フレッド・ウィルソンはMarket Hackでもしばしば紹介している米国のベンチャー・キャピタリストで、いまアメリカで最も尊敬されているVCのひとりだと言って差し支えないでしょう。

フレッド・ウィルソンの会社、ユニオン・スクエア・ベンチャーズはTwitter、Zynga、Tumblr、Foursquareなどへの投資実績を誇っています。

またフレッド・ウィルソンは『AVC.com』というブログを書いており、このブログは米国のハイテク・ベンチャー・シーンに興味のある人は必見です。

そのフレッド・ウィルソンはこれまでにも「MBA Mondays」というブログ上での講義シリーズを毎週月曜日に執筆してきました。

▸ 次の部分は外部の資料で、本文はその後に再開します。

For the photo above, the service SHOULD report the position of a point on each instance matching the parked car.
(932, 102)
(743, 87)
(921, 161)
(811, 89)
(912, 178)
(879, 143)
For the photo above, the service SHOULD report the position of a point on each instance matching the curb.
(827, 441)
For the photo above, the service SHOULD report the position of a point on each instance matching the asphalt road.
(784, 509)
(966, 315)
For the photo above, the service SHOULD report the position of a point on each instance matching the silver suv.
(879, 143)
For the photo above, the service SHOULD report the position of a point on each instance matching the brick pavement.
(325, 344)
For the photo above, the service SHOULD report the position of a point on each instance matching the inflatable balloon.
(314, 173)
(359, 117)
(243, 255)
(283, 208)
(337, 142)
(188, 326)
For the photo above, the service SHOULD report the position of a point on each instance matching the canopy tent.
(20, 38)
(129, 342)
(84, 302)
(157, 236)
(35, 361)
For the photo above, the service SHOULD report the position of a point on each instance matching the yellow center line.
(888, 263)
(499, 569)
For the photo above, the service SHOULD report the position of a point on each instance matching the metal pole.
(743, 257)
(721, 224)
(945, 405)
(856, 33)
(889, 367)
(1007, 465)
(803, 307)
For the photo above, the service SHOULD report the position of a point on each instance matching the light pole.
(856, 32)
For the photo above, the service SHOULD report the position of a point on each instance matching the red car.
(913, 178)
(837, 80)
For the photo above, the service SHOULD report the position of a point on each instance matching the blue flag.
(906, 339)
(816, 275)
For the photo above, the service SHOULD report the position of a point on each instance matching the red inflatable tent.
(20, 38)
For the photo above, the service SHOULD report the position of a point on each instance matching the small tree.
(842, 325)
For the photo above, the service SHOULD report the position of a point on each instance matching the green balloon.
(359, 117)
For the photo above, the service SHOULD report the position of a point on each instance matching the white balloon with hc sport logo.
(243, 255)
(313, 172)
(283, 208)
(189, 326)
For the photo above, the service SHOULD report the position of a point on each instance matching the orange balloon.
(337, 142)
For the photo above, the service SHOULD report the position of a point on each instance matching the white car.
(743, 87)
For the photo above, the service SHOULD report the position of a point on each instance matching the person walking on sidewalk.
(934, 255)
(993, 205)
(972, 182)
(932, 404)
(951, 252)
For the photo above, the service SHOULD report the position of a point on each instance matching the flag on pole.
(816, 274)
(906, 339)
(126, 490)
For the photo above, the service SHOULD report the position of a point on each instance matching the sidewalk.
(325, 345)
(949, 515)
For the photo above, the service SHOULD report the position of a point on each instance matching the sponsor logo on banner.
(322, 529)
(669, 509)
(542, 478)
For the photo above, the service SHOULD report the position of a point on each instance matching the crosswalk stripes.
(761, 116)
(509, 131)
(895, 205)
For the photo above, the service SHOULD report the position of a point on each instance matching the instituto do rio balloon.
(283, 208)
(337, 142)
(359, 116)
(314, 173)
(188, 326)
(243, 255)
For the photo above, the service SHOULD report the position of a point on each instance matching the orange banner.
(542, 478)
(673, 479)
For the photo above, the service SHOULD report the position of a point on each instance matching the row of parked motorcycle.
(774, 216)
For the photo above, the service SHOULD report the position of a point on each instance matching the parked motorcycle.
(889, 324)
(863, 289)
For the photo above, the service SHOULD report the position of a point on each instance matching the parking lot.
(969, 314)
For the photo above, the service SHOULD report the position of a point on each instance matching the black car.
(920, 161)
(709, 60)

ウィルソンは今回、実際に受講生の前で『MBA Mondays Live』という講義をライブストリームする試みを始めました。

その第一回目の録画はここで見ることが出来ます。

なおこの講義で議論されていることは会社をはじめるにあたってどのように中核社員にストック・オプションを付与してゆくか?という極めて専門的な議論ですので:

1.これから自分で会社を始めようとする自前資金の持ち合わせがある創業者
2.創業時に創業者と力を合わせて会社を立ち上げる、創業メンバー


という2種類の、最も志の高い人達のみに有益な議論でしょう。

その意味で、単に「自分はコードが書けるのでシリコンバレーに行ってどこかのベンチャーに潜り込みたい」とか考えているフツーの人が視聴しても退屈だろうし、だいいちチンプンカンプンだと思います。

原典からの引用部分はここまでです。